Integrity, trust, commitment
Rumple joined Midmark about a year ago. The transition was a relatively easy one. “I noticed right away that the same qualities The Ohio State University looks for in Brutus applicants are those that Midmark looks for in their employees,” says Rumple. “Integrity, trust, hard work, commitment, relationship-building, and the ability to set goals are essential to both organizations. But, just as importantly, both OSU and Midmark like to have a good time and put on a great show! At Midmark, we like the saying, ‘Why tell somebody something when you can show them!’”
Not only that, the experience of being the mascot for such a large institution helped Rumple learn to be confident and comfortable in a large setting. “As Brutus, it seemed that every week I was attending a new event held by a different college,” he recalls. “The University might have had 50,000 students, but it never felt that way to me. This has been a tremendous help in my sales career. Even though I am involved with a large institution, I’ve never felt afraid to call upon the larger companies or health systems. Midmark prides itself on working with our clients, no matter what the size, in order to find the most efficient and effective healthcare solutions to fill their needs.”

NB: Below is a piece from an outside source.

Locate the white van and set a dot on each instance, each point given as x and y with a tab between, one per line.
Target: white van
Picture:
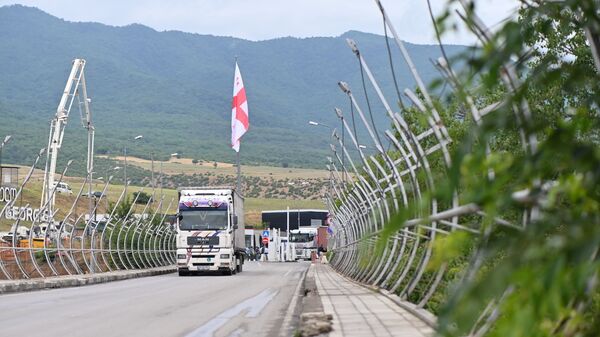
63	188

Even now, Rumple usually attends several football games each season. “I really enjoy watching Brutus perform,” he says. “I now help the OSU panel choose the students who audition to be Brutus. So, not only do I watch Brutus for fun, I watch to make sure I did a good job of selecting the right student!

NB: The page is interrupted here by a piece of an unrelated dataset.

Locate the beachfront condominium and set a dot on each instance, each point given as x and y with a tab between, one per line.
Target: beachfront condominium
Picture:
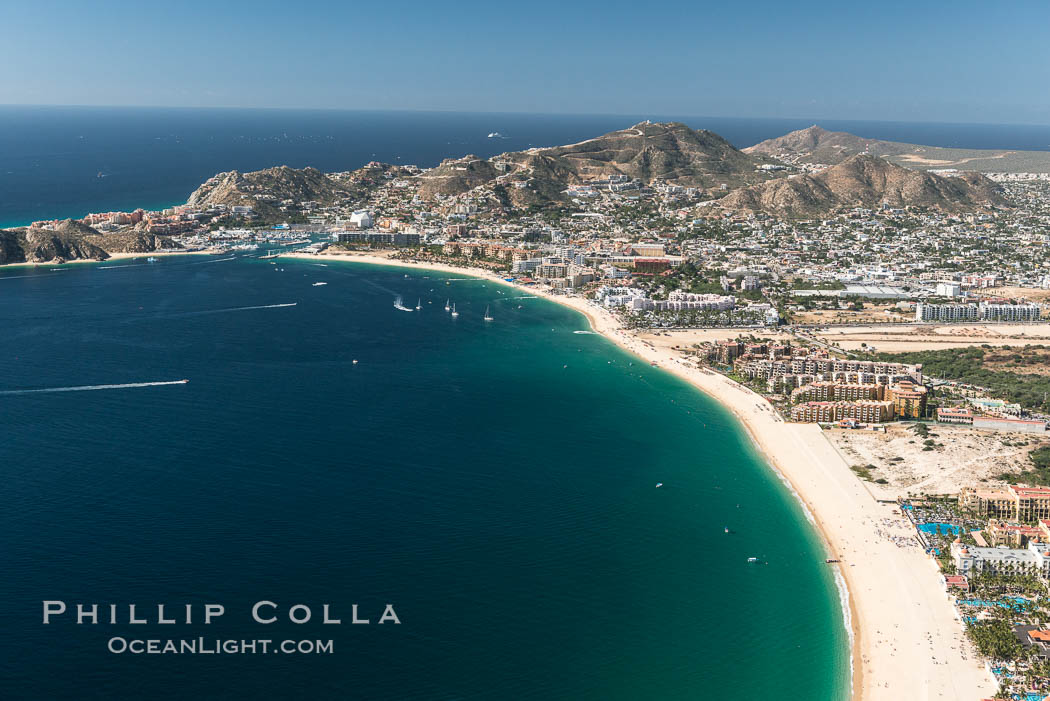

“The Ohio State University has been blessed over the last several years with a great group of dedicated students who have raised the bar for Brutus. The key is for students to embrace this role so that they leave something behind for others to use in the future.” For Rumple’s part, he gave OSU the idea for Brutus to do ‘the worm” across the end zone or pose with flexed biceps. “After seeing that, who wouldn’t want to be Brutus?”